Genç Abdal, şu sözlerinde bu günleri görmüş gibidir:
“Mürşid-i Kamil’e, vermez özünü/Gaflet uykusundan, açmaz gözünü,
Taştan katı beter, söyler sözünü/İçi kâfir dışı Müslüman çoktur…”
Hayatımızı idame ettirmek için elimizi attığımız bütün alanlarda tabiri caizse kazıklanıyoruz. Beş kuruşluk evini yüz katı bedeline kiralayan, on kuruşluk evini bin kat bedele satan, kokuşmuş ürününe olmadık değerler atfeden bir insan kumaşımız var maalesef!
Hak, hakkaniyet, adalet, vicdan, merhamet, diğerkâmlık, vefa, utanma, sevgi gibi insani hususiyetlerimizi unutalı hayli zaman oluyor. Hayâ etme yetisini kaybeden insandan biz ne bekleyebiliriz?
Okullarımızda çocuklarımızı iyi yetiştiremiyoruz! Kök değerler diye adını cilaladığımız sözcüklerle çocuk yetiştirilmez! Ders kitapları facia ötesi kötü ve berbat… Anne ve babaların hayırlı ve iyi evlat yetiştirme derdi yok… İyi test çözen, iyi puan alan iyi insan olur sanrısı, bütün anne ve babaları esir almış. Bir yarış, bir hırs ve çocuklarının başarılarıyla böbürlenme sevdası…
Korkunç!
Oysa başarı Hakk’a uygun düşmektir…
Hasılı bütün bu kötülüklerin anası para pul sevdasından başka bir şey değil. Bizim insanımız paranın gücünü öğrendi, parayı sevmeyi öğrendi ama şükrü unuttu! Bir zamanlar bir yatak yorgan ve bir kuru ekmeğe şükürler eden o ruhu kaybettiğimizden beri hiç yüzümüz gülmüyor.

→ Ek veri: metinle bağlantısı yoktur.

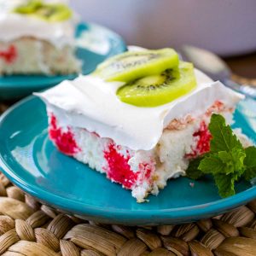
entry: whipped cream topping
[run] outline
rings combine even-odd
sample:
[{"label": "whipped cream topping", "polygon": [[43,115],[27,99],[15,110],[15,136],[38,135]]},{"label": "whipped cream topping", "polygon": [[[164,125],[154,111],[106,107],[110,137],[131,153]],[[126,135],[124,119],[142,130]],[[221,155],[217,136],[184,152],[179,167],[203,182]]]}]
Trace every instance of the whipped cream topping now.
[{"label": "whipped cream topping", "polygon": [[[59,22],[12,13],[12,10],[27,0],[0,0],[0,42],[10,42],[22,37],[32,37],[50,42],[55,47],[74,45],[75,26],[73,19]],[[46,3],[63,3],[65,0],[46,0]]]},{"label": "whipped cream topping", "polygon": [[90,75],[35,95],[46,102],[49,112],[57,115],[61,125],[85,128],[134,150],[150,150],[172,119],[203,114],[216,100],[232,108],[243,98],[198,70],[195,76],[197,87],[193,91],[154,108],[124,103],[115,94],[123,83],[105,82]]}]

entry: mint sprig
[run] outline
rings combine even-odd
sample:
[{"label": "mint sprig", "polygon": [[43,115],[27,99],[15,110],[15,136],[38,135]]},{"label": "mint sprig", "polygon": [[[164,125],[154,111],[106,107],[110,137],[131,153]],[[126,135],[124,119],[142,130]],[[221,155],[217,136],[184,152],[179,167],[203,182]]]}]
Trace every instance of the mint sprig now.
[{"label": "mint sprig", "polygon": [[212,175],[221,197],[236,194],[235,183],[241,177],[256,177],[256,148],[243,148],[231,127],[220,114],[212,114],[209,124],[212,134],[210,152],[193,160],[187,176],[193,179]]}]

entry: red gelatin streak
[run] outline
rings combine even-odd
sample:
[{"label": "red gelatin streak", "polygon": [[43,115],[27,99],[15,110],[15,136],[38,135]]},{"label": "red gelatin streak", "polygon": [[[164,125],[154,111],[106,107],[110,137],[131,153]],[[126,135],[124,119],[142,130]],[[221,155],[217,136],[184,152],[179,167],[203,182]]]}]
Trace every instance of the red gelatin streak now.
[{"label": "red gelatin streak", "polygon": [[200,130],[193,134],[194,137],[198,137],[196,148],[192,154],[187,154],[187,158],[194,158],[210,151],[210,142],[212,135],[208,130],[207,124],[202,121],[200,125]]},{"label": "red gelatin streak", "polygon": [[14,45],[10,45],[7,50],[0,51],[0,58],[3,58],[9,64],[14,62],[17,55],[17,49]]},{"label": "red gelatin streak", "polygon": [[67,131],[63,131],[57,126],[56,118],[54,115],[50,117],[49,134],[61,152],[68,155],[73,155],[81,150],[77,145],[71,131],[68,129]]},{"label": "red gelatin streak", "polygon": [[131,170],[128,164],[130,156],[125,157],[121,155],[116,150],[114,144],[110,143],[108,150],[104,151],[104,158],[108,164],[107,170],[108,177],[123,184],[126,189],[131,189],[137,181],[138,173]]}]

Söylenecek çok şey var lakin biz sözü buradan üstadımız Abdürrahim Karakoç’a bırakalım:
“Zorbaya rüşvettir 'nurol-çok yaşa'/ Mâbutlar, kıbleler değişti hâşâ
İnsanın kâğıda, demire, taşa/ Secdeye vardığı çağda yaşadık.
Görün hâlimizi biz insanların/ Tutsağı olmuşuz suizanların
Her zaman her yerde Müslümanların/ Müslüman kırdığı çağda yaşadık.”
Inanin gozlerim yasardi okurken, kaleminize, yureginize saglik...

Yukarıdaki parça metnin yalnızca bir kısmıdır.